People around the world may be getting more accustomed to seeing wind turbines or solar panels, but most aren’t aware of how much of the population’s energy needs can be met through the sun, wind, heat and ocean waves.
According to a new study by U.S. researchers Mark Delucchi and Mark Jacobson, these natural resources could provide enough energy to power all—that’s right, all—homes, businesses and factories around the world by 2030.
To make the leap from small-scale usage to complete dependence on clean energy, a significant number of new systems would have to be built. According to the two-man team, this includes 4 million 5-MW wind turbines, 90,000 300-MW large-scale solar plants, and 1.7 billion rooftop PV systems at 3 kW each.

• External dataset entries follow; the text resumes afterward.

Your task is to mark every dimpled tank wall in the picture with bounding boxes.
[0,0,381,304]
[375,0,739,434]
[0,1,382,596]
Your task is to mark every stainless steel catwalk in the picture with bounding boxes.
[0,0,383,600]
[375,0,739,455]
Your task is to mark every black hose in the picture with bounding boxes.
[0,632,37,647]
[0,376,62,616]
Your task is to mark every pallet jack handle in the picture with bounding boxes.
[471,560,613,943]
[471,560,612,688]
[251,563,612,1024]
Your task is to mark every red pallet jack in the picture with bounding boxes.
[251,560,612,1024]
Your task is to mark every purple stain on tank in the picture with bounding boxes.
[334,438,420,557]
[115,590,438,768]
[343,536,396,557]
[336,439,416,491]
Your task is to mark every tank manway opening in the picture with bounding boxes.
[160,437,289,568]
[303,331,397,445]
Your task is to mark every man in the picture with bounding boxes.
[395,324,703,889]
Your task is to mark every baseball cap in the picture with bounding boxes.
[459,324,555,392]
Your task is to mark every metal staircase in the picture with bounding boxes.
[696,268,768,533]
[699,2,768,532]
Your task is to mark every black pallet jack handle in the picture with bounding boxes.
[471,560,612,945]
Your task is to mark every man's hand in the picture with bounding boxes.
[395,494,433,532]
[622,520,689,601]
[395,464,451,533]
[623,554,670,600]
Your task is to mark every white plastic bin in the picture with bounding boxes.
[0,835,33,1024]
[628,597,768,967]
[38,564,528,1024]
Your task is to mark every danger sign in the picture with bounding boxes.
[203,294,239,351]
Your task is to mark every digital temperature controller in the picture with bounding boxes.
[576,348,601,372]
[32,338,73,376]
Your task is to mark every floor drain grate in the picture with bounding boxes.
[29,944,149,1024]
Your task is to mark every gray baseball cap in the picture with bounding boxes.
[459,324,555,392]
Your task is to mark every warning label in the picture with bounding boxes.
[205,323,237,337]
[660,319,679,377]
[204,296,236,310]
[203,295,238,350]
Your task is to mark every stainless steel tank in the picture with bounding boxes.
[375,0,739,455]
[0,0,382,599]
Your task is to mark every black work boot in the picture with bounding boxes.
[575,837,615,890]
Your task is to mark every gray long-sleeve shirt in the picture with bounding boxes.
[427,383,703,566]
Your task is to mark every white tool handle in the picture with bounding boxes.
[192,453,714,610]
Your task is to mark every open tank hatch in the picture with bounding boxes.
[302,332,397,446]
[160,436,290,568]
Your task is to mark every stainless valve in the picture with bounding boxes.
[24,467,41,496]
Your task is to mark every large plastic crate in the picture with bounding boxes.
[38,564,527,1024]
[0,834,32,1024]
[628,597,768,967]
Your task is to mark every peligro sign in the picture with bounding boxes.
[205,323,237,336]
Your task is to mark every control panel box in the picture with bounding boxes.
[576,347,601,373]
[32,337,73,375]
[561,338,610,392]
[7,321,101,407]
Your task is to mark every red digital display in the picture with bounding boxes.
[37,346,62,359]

In order to make this happen, world production of rare earth metals would have to quintuple. That includes such materials at neodymium, used to make magnets.
Delucchi and Jacobson drafted this proposal with the intention of completely getting rid of fossil fuels, so they left out biomass and carbon-free electricity generation. Together these make up 10% of the 13% of renewable energy sources currently being used.

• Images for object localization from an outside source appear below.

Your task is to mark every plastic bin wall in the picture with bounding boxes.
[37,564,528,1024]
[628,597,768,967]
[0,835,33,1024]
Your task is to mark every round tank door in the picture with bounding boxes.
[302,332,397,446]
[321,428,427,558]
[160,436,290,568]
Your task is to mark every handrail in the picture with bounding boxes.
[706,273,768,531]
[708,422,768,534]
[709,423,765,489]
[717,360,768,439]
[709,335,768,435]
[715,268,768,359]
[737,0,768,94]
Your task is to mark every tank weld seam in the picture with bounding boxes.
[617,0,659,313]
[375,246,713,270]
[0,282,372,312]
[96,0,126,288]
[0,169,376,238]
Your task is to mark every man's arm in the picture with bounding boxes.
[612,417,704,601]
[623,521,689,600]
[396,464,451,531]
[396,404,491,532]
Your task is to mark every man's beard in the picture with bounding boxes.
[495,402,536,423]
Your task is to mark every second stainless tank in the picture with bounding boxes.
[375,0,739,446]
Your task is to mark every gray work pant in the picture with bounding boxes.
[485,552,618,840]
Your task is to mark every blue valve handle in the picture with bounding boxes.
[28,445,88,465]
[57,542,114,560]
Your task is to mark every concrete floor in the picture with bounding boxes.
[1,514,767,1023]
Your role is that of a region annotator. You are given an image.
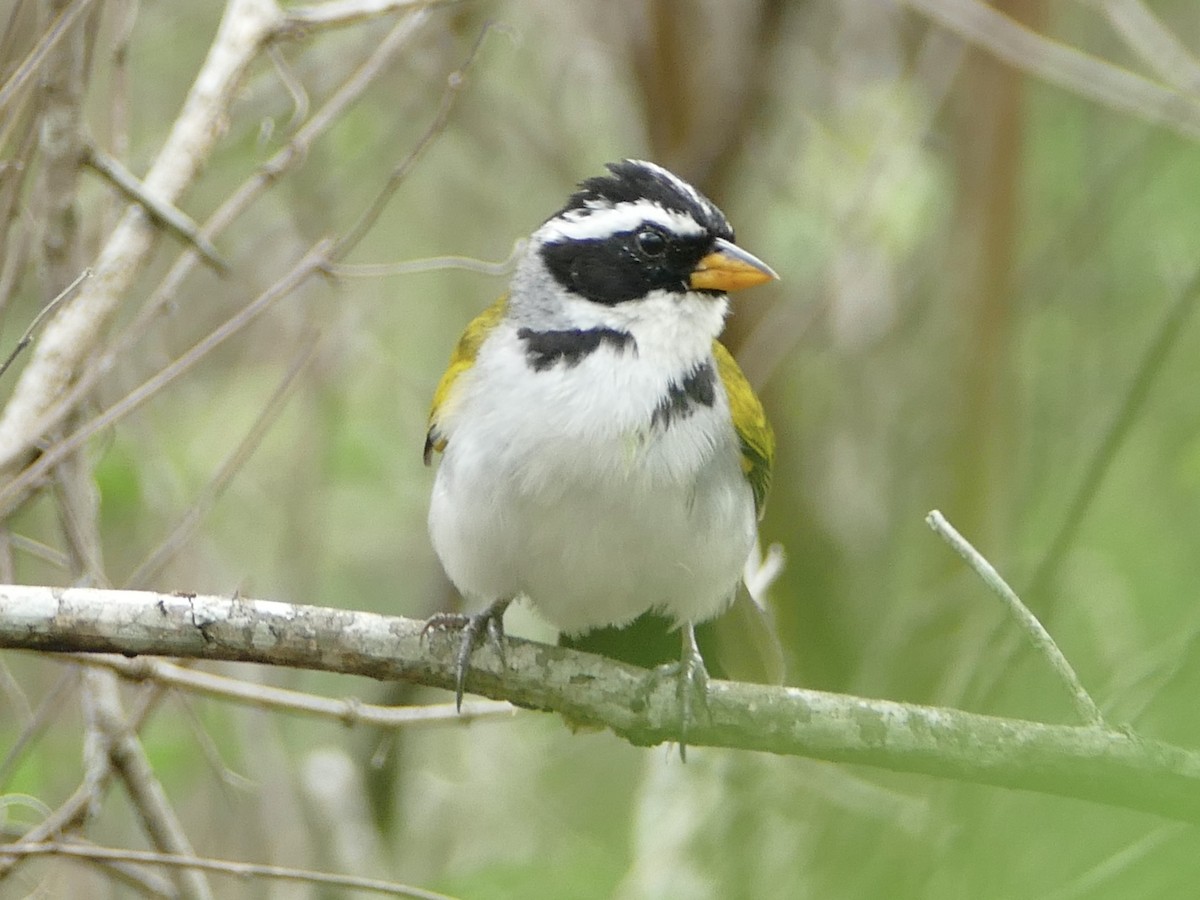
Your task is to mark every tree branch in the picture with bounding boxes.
[0,0,282,479]
[926,509,1104,725]
[0,841,452,899]
[902,0,1200,142]
[2,585,1200,823]
[282,0,459,30]
[0,8,434,506]
[83,667,214,900]
[81,142,229,273]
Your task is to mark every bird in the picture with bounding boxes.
[423,159,777,749]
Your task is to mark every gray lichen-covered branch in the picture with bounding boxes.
[3,584,1200,823]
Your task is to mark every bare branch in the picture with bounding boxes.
[0,678,170,878]
[265,43,309,131]
[84,668,214,900]
[0,9,432,489]
[330,18,503,262]
[3,533,70,571]
[325,239,526,280]
[1094,0,1200,93]
[81,143,229,273]
[83,654,515,727]
[34,0,91,302]
[0,240,333,519]
[123,337,319,589]
[0,0,283,480]
[0,670,74,789]
[1024,266,1200,605]
[0,267,89,381]
[926,509,1104,725]
[0,0,98,119]
[8,832,180,896]
[283,0,459,30]
[901,0,1200,142]
[4,585,1200,823]
[0,841,453,899]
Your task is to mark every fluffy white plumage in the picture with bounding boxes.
[429,303,755,634]
[428,194,757,635]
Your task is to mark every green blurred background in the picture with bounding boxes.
[5,1,1200,897]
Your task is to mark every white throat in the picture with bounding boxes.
[508,246,729,372]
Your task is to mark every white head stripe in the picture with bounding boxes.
[539,200,704,243]
[628,159,709,212]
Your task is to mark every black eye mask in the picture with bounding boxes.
[539,229,713,306]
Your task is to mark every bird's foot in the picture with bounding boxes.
[647,624,709,762]
[422,598,511,710]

One main concern for such infrastructure is efficiency. Both wind and sunlight are fickle, but could be fully sound if the variables were synced together (on a cloudy day, wind turbines make up for less solar power, and vice versa).
While Delucchi and Jacobson’s vision maybe be viewed as extreme by some, their study concludes that 100% renewable energy is indeed possible. It is, as this point, simply a matter of will power.
Yep, it’s possible and the plan for the USA is already made: 100% clean electricity within 10 years http://bit.ly/HEuHH
absolutely not. This certainty is based upon simple, life cycle costing considerations.
What are the TRUE costs of converting energy from resource harvest, through production, implementation and finally recycling?
If you understand how an exponential function works, (A. Bartlett, You Tube) and what physical constraints are imposed financially on the US grid -currently, and by the energy growth demands of an irresponsible society, then you may consider clear definitions by films such as “FUEL” or “What a way to go: The End of EMPIRE” as to fact defining considerations.
Renewable power must be localized, make sense economically by the life cycle costs of energy in vs. energy out, and be fully sustainable over the long run. Hence, with absolute clarity, NO to 100% renewable power by 2030.
According to The 2005 Congressional Paper by Hirsch on PEAK OIL, we have arrived. Across the board cheap oil is past, and there are no realistic substitutes. Our rapidly expanding global recession is going depression precisely due to increase in commodities fueled by fuel scarcity. Our paradigm shift required will not materialize. The core of H.L. Mencken’s social philosophy is this coda:
” It is the nature of the human species to reject what is true but unpleasant and to embrace what is obviously false but comforting.”
We can’t really tell what will happen on the future, but as what we have notice technology changes time after time. So, there is big a possibility that we can reach the goal of 100% Renewable Power.